A worldwide survey reveals an increasing consumer interest in extracted gold respecting the environment ♦ ︎
Who doesn’t love nature? Who wants a more polluted environment? Who doesn’t want clean air and fresh water? Nobody. But not everyone has the same sensitivity. And these differences can be translated into a different purchase choice. This concept also concerns jewels: everyone likes to own something precious, but not everyone chooses the same thing. This is why it is interesting to read the conclusions of a research on consumption conducted by the World Gold Council. Although tastes vary from one population to another, there are data in common, at least for some trends.
The research involved over 18,000 people in six countries: the United States, India, China, Canada, Germany and Russia, with the aim of understanding opinion of gold as an investment or as an ornament. The first result concerns the percentage of already purchased or is about to buy a gold jewel: 48%. In practice, half of the consumers which were surveyed, while 38% said they were willing to buy one and only 13% said they were not interested.
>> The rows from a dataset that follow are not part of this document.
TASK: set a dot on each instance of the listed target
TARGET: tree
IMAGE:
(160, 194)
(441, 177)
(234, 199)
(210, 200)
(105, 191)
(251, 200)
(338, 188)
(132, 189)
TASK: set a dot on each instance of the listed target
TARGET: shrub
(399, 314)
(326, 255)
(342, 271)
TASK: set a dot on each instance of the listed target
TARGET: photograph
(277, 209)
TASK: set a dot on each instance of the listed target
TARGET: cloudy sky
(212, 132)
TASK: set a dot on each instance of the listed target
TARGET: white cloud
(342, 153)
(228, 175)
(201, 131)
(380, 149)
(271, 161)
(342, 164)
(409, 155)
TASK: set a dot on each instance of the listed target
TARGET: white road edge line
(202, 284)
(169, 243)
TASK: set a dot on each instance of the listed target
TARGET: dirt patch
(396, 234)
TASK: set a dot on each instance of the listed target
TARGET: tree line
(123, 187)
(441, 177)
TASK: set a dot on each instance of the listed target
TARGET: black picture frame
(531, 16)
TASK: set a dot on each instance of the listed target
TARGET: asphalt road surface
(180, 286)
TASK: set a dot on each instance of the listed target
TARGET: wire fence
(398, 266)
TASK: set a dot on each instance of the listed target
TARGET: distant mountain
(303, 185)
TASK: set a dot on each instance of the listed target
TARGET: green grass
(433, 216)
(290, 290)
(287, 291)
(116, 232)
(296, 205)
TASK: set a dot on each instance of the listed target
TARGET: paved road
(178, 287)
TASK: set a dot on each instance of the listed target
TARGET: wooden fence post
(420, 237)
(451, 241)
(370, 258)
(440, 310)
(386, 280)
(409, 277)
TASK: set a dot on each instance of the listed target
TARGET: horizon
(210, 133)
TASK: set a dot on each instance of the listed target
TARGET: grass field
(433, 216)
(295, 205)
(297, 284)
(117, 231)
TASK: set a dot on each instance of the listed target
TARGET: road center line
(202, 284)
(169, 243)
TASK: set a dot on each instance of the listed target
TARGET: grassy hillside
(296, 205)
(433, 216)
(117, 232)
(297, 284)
Another interesting fact, however, concerns the environmental impact and the ethical nature of the metal: consumers around the world are interested in where their gold comes from and what impact it has on the people who extract it. And it is an aspect that concerns young people in a greater way. Although, overall, only a quarter (23%) of buyers would give up buying a jewel for an ethical reason, 70% want to buy ethically produced jewelry, with minimal impact on the environment and fair working conditions for those who extract.
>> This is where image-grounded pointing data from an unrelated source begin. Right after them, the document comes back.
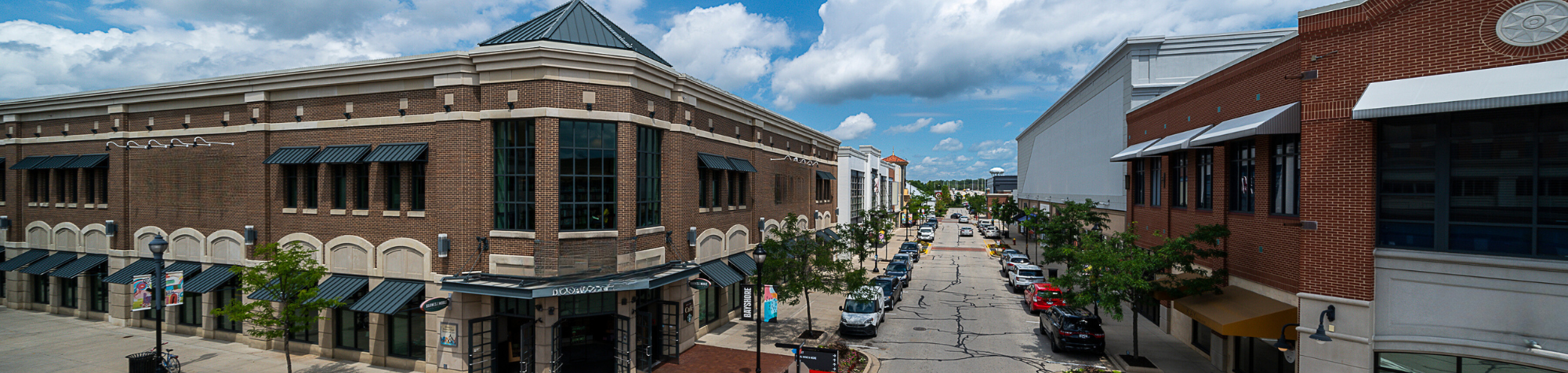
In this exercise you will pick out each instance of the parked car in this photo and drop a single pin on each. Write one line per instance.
(1022, 277)
(901, 270)
(862, 313)
(891, 288)
(1044, 297)
(1072, 328)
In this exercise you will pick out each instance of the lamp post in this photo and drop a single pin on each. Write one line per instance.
(757, 300)
(158, 247)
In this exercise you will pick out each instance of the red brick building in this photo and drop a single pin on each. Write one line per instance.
(1390, 170)
(561, 183)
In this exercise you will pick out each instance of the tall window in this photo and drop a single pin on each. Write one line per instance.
(394, 186)
(1180, 179)
(1243, 170)
(515, 150)
(291, 186)
(339, 187)
(311, 198)
(1207, 179)
(1285, 190)
(650, 168)
(587, 175)
(363, 186)
(1138, 183)
(1481, 183)
(408, 331)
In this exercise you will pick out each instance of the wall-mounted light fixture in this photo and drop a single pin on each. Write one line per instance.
(443, 245)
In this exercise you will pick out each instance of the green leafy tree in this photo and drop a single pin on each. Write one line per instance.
(291, 275)
(802, 263)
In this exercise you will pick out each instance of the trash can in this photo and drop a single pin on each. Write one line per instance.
(143, 363)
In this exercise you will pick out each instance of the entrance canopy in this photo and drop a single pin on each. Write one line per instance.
(1240, 313)
(546, 288)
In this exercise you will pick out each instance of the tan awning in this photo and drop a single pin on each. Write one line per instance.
(1240, 313)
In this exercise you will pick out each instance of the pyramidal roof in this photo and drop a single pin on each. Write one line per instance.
(575, 23)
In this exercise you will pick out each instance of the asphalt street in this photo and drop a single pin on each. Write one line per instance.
(959, 316)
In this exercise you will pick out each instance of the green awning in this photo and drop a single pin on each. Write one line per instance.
(390, 297)
(89, 161)
(49, 264)
(56, 162)
(716, 162)
(81, 266)
(341, 154)
(339, 288)
(746, 264)
(292, 156)
(397, 153)
(31, 162)
(720, 273)
(131, 272)
(742, 165)
(26, 259)
(209, 280)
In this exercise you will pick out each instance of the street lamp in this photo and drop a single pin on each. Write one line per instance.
(158, 247)
(757, 300)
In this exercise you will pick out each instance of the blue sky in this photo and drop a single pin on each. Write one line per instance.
(946, 84)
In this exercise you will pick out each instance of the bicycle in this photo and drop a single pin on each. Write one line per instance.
(169, 363)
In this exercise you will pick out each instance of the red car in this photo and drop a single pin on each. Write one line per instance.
(1044, 297)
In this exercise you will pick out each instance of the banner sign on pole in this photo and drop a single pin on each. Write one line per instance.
(142, 292)
(175, 289)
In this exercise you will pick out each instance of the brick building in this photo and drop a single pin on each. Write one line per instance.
(561, 184)
(1390, 172)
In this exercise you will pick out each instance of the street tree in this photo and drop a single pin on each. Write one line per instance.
(289, 277)
(802, 263)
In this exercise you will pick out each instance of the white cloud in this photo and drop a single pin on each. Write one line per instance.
(948, 128)
(725, 45)
(916, 126)
(854, 128)
(989, 49)
(949, 145)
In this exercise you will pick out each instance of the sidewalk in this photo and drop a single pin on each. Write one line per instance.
(45, 342)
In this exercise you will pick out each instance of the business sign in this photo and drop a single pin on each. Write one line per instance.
(771, 303)
(819, 360)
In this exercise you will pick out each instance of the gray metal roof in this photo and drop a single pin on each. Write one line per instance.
(292, 156)
(575, 23)
(397, 153)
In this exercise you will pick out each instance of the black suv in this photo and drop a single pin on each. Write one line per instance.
(1073, 328)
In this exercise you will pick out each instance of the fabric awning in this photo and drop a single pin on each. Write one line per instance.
(292, 156)
(209, 280)
(29, 162)
(746, 264)
(131, 272)
(341, 154)
(1240, 313)
(716, 162)
(390, 297)
(1133, 151)
(742, 165)
(720, 273)
(49, 264)
(26, 259)
(399, 153)
(1536, 84)
(339, 288)
(56, 162)
(81, 266)
(89, 161)
(1276, 121)
(1174, 142)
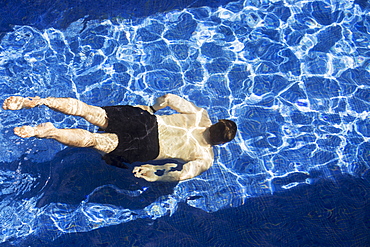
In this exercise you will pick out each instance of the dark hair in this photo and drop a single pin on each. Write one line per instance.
(223, 131)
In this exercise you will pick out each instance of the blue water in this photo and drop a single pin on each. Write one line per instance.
(294, 75)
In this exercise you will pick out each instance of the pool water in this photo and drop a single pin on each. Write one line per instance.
(293, 75)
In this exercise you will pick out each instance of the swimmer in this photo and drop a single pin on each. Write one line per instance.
(135, 134)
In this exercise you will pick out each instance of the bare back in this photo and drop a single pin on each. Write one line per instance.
(185, 136)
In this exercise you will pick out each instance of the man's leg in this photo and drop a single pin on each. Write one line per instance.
(105, 142)
(93, 114)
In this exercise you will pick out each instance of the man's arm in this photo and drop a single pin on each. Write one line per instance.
(189, 170)
(176, 103)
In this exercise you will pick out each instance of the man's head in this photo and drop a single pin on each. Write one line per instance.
(223, 131)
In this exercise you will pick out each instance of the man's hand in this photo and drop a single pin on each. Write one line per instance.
(148, 172)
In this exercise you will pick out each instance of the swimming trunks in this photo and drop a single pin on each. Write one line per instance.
(137, 132)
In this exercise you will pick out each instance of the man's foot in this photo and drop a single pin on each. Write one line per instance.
(41, 130)
(18, 102)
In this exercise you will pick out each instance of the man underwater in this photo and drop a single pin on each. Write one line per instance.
(136, 134)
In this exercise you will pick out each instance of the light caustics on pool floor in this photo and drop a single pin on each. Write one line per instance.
(292, 74)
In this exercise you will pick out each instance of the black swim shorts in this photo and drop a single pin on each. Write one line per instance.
(137, 132)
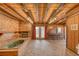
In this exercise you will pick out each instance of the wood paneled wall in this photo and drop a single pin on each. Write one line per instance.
(72, 33)
(8, 24)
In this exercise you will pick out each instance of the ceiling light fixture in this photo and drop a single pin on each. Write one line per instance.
(52, 20)
(29, 19)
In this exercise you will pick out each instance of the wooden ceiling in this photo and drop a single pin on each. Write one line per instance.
(39, 13)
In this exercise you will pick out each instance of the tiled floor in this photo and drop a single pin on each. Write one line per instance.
(47, 48)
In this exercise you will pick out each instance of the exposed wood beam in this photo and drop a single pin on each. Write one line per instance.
(42, 9)
(70, 12)
(10, 15)
(18, 12)
(55, 12)
(27, 12)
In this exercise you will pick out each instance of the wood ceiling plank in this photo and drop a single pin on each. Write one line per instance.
(33, 9)
(19, 10)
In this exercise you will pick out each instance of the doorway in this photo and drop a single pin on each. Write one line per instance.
(40, 32)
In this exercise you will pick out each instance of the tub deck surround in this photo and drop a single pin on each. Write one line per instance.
(47, 48)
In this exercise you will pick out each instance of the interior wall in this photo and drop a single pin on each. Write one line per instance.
(72, 24)
(8, 25)
(27, 27)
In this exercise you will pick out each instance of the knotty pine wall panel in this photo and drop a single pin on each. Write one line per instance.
(8, 24)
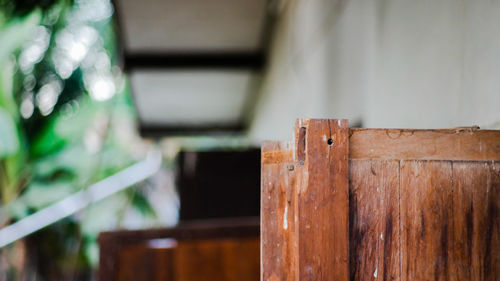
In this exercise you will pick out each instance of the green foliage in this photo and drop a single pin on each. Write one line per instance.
(66, 121)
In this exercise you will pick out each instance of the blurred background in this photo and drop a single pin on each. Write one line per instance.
(143, 114)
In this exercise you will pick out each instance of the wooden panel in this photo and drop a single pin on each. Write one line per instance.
(140, 262)
(130, 247)
(323, 206)
(374, 220)
(217, 260)
(452, 144)
(426, 219)
(277, 215)
(476, 229)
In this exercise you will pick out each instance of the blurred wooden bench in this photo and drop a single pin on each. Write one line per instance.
(218, 250)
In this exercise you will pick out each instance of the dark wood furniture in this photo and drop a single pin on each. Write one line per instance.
(216, 250)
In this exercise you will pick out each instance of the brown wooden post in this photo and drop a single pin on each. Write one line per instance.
(305, 207)
(278, 249)
(322, 149)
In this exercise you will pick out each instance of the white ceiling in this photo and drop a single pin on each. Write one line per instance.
(179, 98)
(192, 25)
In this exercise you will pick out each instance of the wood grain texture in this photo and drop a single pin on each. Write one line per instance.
(476, 221)
(277, 212)
(426, 220)
(406, 144)
(322, 203)
(374, 220)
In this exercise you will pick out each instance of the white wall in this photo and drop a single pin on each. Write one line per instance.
(385, 63)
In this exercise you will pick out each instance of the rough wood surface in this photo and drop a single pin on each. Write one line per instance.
(322, 202)
(422, 205)
(374, 220)
(476, 221)
(449, 144)
(426, 220)
(277, 215)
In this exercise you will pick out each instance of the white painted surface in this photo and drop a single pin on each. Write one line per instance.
(186, 98)
(387, 63)
(192, 25)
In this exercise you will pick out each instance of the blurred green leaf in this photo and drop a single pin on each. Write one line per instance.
(9, 144)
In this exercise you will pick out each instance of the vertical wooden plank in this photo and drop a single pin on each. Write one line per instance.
(374, 220)
(476, 233)
(323, 206)
(277, 212)
(426, 219)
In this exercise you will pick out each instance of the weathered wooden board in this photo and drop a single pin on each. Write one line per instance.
(406, 144)
(374, 220)
(476, 224)
(277, 216)
(422, 205)
(426, 220)
(322, 148)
The interest in gold mined without environmental damage is particularly high among Gen Z consumers, from 9 to 22 years old. And so, Greta Thunberg could influence the sale of jewelry for consumers who get now on the market. Also because, according to the survey, Gen Z consumers intend to buy less gold jewelry than their parents. In the United States, for example, 18% of respondents over the age of 39 and 19% of Millennials (aged between 23 and 38) said they wanted to buy gold jewelry within the next 12 months. Among the very young, however, only 11%.
A figure should worry those who produce and sell jewelery: in China, Gen Z is the least interested in jewelery. Only 12% of Chinese young people intend to buy gold jewelry in the next year, compared to 37% of Millennials and 42% of adults. And this not because of a lack of money, but because of less interest in gold jewelery than their parents.
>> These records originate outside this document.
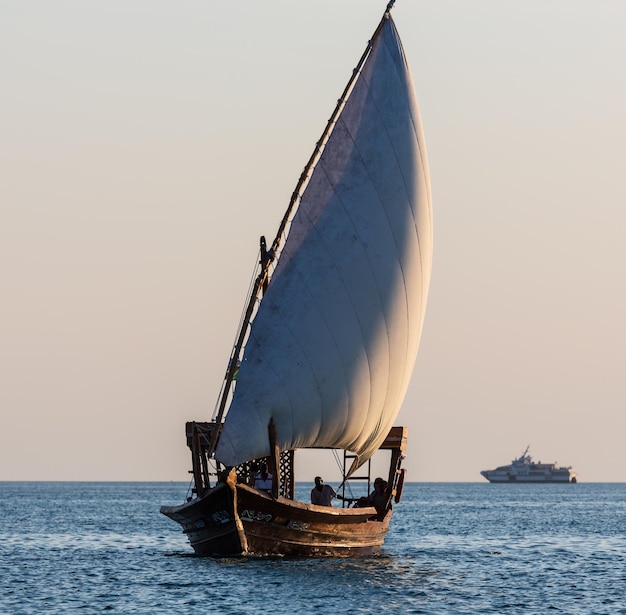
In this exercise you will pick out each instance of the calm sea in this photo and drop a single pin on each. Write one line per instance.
(452, 548)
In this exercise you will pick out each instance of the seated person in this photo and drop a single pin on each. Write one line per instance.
(379, 498)
(322, 494)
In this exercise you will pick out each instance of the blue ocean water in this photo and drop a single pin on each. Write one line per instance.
(452, 548)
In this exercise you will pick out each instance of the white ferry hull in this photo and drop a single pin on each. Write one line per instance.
(525, 470)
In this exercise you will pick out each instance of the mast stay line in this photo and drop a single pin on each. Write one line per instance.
(262, 278)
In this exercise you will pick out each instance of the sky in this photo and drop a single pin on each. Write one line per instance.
(146, 145)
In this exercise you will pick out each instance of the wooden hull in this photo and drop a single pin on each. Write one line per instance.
(234, 519)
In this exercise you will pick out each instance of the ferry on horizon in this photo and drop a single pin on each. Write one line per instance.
(525, 470)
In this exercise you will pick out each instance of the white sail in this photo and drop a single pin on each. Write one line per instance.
(332, 347)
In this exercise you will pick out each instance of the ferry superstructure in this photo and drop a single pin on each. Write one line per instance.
(525, 470)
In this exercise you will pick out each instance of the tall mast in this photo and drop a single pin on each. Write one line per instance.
(262, 279)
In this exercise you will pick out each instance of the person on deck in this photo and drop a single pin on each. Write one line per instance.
(379, 497)
(322, 494)
(263, 480)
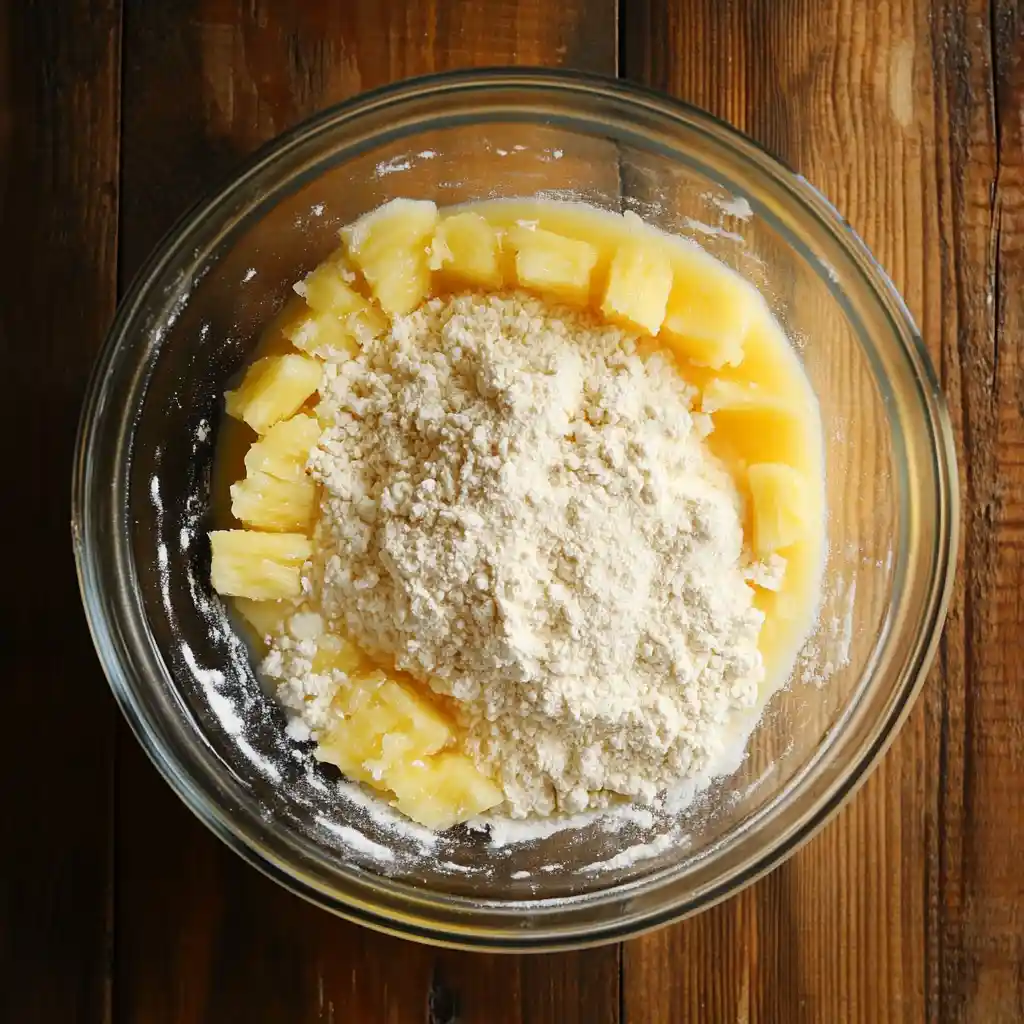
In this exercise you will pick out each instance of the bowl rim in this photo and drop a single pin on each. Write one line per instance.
(813, 204)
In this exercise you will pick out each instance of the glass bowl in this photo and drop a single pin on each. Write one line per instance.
(142, 494)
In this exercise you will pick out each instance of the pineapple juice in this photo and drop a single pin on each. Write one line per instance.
(724, 342)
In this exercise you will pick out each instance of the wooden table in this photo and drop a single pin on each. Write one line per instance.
(118, 905)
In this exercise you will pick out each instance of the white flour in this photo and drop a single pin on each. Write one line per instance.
(518, 511)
In short, it is better to concentrate on potential buyers. Among those who have not yet bought gold jewelry, but do not rule out doing so, 28% claim that it is held back by a lack of trust, 19% are worried about the purity of the metal (in practice the actual number of carats) and the 14% do not trust retailers.
Also interesting are some aspects that concern the typology of products: the United States Millennials, for example, love rose gold more than those over 39 years old. And three quarters of those who do not buy gold jewelery consider the yellow metal too flashy and prefer silver or diamonds.